What is the role, if any, of the captive insurance regulator? Captive legislation is not consistent when it comes to reinsurance pools. A review of the legislation of 14 of the most active captive domiciles reveals that 8 of them have no provision in their statutes to monitor or limit the activities of reinsurance pools (other than actual reinsurance companies licensed in their own domicile). The other 6 have specific language as follows:

The Commissioner may require any other documents, financial information, or other evidence that the pool, exchange or association will be able to provide adequate security for its financial obligations. The Commissioner may deny authorization or impose any limitations on the activities of a reinsurance pool, exchange, or association that, in the Commissioner's judgment, is necessary and proper to provide adequate security for the ceding captive insurer or segregated account and for the protection and consequent benefit of the public at large.

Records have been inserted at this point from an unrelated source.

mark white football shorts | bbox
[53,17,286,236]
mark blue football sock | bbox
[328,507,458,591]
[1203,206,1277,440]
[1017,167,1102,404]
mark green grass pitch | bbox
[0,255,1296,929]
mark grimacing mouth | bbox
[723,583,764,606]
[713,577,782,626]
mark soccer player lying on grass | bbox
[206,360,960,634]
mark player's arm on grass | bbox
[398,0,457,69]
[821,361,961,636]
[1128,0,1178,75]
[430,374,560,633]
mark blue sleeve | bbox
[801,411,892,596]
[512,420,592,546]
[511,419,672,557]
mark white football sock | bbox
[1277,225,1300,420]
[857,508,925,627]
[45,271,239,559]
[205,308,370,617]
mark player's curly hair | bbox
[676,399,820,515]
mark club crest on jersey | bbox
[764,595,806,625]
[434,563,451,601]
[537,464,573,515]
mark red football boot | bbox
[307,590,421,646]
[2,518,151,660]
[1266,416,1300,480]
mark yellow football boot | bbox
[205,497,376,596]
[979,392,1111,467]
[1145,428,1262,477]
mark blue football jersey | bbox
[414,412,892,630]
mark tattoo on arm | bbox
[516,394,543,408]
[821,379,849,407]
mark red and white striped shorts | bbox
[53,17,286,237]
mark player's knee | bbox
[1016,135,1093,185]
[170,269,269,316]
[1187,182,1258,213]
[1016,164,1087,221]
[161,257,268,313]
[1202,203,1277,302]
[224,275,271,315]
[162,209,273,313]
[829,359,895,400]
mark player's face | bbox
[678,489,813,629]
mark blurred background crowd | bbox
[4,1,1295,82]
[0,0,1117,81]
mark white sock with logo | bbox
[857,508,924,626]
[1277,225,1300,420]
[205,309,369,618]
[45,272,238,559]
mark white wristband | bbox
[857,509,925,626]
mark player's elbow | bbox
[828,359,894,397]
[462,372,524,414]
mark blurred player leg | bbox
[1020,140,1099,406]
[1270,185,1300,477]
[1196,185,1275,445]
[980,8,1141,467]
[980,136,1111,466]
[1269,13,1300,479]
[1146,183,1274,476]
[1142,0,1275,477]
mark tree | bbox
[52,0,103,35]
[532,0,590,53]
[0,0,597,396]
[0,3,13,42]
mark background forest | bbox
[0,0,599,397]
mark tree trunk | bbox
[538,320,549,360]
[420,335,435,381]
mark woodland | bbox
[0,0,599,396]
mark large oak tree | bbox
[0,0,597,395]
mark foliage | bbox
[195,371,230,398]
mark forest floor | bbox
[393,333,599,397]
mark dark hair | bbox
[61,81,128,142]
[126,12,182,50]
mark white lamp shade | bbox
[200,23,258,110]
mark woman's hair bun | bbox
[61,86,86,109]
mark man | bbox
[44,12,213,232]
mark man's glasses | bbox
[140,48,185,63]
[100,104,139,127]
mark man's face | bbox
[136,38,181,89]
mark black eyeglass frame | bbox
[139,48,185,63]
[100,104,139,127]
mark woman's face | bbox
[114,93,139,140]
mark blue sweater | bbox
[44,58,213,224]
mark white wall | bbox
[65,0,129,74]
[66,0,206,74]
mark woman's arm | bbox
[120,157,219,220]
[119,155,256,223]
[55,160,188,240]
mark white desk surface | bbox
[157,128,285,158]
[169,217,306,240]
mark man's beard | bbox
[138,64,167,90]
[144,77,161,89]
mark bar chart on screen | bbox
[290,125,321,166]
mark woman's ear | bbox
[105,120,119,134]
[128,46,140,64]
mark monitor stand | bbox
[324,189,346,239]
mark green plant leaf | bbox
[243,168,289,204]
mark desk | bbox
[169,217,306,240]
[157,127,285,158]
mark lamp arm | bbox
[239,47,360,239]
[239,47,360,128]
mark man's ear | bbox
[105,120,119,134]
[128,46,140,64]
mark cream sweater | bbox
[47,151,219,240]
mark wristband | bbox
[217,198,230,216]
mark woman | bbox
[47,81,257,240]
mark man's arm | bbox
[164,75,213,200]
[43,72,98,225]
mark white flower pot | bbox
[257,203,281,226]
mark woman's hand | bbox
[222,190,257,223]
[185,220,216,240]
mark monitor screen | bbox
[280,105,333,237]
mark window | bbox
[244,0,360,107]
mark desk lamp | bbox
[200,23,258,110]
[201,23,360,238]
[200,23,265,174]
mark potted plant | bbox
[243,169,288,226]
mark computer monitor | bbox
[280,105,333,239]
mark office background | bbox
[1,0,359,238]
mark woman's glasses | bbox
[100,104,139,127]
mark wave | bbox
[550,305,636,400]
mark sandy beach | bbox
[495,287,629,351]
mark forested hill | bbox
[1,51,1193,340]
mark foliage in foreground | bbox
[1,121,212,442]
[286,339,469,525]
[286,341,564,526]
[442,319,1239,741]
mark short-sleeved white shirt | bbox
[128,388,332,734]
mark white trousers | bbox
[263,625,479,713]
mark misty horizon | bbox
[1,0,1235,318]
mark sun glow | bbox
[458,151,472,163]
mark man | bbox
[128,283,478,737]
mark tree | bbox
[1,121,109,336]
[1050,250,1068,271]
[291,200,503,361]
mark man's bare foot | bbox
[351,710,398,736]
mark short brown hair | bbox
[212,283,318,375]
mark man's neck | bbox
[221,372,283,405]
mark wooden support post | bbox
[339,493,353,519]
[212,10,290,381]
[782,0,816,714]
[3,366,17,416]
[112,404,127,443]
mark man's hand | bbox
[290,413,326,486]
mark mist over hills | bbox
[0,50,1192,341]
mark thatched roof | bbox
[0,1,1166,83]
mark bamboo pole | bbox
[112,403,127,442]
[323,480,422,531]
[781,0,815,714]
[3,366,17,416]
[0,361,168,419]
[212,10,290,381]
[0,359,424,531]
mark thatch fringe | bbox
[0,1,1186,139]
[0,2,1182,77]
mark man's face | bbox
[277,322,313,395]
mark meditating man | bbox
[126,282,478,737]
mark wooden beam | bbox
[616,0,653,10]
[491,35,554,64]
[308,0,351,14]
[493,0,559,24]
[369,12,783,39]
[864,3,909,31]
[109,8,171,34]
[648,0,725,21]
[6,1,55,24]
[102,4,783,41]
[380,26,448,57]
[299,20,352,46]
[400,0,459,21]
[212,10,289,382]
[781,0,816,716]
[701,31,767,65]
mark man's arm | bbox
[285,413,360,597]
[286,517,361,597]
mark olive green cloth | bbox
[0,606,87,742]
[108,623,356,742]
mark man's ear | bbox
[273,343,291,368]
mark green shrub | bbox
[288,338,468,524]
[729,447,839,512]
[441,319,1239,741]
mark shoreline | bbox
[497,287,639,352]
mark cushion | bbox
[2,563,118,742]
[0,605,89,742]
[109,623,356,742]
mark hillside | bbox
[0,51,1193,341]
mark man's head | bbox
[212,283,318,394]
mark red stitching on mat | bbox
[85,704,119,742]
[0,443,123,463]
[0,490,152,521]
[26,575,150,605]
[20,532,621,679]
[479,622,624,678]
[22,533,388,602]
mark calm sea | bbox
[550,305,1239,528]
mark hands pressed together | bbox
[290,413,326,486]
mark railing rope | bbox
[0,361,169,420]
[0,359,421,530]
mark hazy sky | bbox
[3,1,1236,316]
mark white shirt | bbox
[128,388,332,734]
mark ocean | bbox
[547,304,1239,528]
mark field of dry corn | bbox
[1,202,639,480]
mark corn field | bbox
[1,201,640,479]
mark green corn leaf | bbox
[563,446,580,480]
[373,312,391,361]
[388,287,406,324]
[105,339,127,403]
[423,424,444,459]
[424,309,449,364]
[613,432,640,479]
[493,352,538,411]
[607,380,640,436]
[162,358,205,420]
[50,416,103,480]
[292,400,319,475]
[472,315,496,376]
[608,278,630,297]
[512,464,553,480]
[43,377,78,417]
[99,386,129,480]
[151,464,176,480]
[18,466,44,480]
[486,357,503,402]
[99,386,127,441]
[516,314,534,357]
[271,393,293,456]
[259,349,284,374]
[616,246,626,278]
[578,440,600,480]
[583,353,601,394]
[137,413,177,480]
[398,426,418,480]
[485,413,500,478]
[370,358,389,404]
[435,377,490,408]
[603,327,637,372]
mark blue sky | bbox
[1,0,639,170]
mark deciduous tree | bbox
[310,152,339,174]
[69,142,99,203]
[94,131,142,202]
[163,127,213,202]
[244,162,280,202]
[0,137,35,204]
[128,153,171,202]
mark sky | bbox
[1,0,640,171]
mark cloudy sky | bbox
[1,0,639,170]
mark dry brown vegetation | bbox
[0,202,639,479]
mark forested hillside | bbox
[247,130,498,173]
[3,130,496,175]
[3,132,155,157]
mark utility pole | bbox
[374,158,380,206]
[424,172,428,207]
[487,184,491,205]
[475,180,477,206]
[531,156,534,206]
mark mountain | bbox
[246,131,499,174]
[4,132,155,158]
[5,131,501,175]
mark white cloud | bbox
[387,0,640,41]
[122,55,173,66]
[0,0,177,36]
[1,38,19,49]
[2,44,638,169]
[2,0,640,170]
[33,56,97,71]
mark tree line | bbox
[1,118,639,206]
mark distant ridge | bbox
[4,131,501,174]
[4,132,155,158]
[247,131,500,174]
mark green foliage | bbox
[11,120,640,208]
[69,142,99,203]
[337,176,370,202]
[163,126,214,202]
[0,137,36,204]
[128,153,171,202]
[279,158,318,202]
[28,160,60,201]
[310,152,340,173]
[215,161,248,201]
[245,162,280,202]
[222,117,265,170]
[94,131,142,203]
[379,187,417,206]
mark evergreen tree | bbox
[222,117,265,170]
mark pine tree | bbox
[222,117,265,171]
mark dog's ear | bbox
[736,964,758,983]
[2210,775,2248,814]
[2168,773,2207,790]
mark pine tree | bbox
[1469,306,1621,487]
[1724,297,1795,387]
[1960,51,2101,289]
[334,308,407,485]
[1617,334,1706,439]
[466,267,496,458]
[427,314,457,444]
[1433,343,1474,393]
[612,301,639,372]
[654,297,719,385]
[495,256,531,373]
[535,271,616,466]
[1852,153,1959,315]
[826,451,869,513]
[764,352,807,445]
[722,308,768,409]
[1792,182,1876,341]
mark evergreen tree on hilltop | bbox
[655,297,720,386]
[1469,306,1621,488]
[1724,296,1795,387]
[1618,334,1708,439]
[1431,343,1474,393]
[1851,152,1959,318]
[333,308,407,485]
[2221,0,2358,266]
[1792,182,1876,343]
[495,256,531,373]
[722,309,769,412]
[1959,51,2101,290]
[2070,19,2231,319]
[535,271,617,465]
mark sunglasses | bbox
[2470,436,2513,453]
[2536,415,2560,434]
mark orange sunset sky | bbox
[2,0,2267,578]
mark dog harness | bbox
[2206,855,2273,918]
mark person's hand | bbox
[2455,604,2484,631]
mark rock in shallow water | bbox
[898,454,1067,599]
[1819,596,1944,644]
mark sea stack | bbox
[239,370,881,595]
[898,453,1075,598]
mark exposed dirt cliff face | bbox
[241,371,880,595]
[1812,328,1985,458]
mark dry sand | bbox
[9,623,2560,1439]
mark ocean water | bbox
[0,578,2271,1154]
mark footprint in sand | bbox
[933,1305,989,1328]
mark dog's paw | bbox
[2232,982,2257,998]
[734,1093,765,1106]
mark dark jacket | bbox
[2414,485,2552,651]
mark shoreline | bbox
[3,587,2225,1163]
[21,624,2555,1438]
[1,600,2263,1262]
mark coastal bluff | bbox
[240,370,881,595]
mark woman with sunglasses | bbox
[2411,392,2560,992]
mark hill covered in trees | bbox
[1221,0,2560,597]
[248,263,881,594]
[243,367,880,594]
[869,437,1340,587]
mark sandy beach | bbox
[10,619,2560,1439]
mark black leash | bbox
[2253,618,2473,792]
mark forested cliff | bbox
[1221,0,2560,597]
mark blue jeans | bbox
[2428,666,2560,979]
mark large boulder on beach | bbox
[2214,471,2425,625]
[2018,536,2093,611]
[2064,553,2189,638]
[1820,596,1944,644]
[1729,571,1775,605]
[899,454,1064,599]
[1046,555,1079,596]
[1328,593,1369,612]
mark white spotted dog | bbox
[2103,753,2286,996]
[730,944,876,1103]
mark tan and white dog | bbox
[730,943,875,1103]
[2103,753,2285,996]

The domiciles break down as follows:

Specific language: Vermont, Missouri, District of Columbia, Kentucky, Montana and Tennessee.

No language: Delaware, Utah, South Carolina, Nevada, Arizona, Hawaii, Alabama and New Jersey.

It is interesting that the majority of small captives that use these reinsurance pools are domiciled in the 8 states that give the regulator no direct statutory authority to address the security of retained client funds. Of course, the regulators do have broad authority to question the overall efficacy of a captive's business plan. This review arguably could address concerns about the security of the captive's funds in the hands of third parties, particularly in the early years of a captive's life. But do they?

This author polled a number (but not all) of the regulators in these 14 states and got few responses from the 8 states without the specific language referenced above. Those few responses indicated that their view is that the relationship between the captive and the fronting company or reinsurer was a matter of private contract not subject to their regulation (other than determining that the reinsurance itself was real and met industry standards).

As the number of captives, captive managers and risk distribution pools continues to grow rapidly, the opportunity for a scandal in the captive industry also grows. The industry would not fare well if such a scandal made the front page of the Wall Street Journal. Captive owners should be aware of this risk and take action accordingly. And captive regulators should become more alert to possible abuses in this area and take action consistent with the powers available to them under their respective statutes.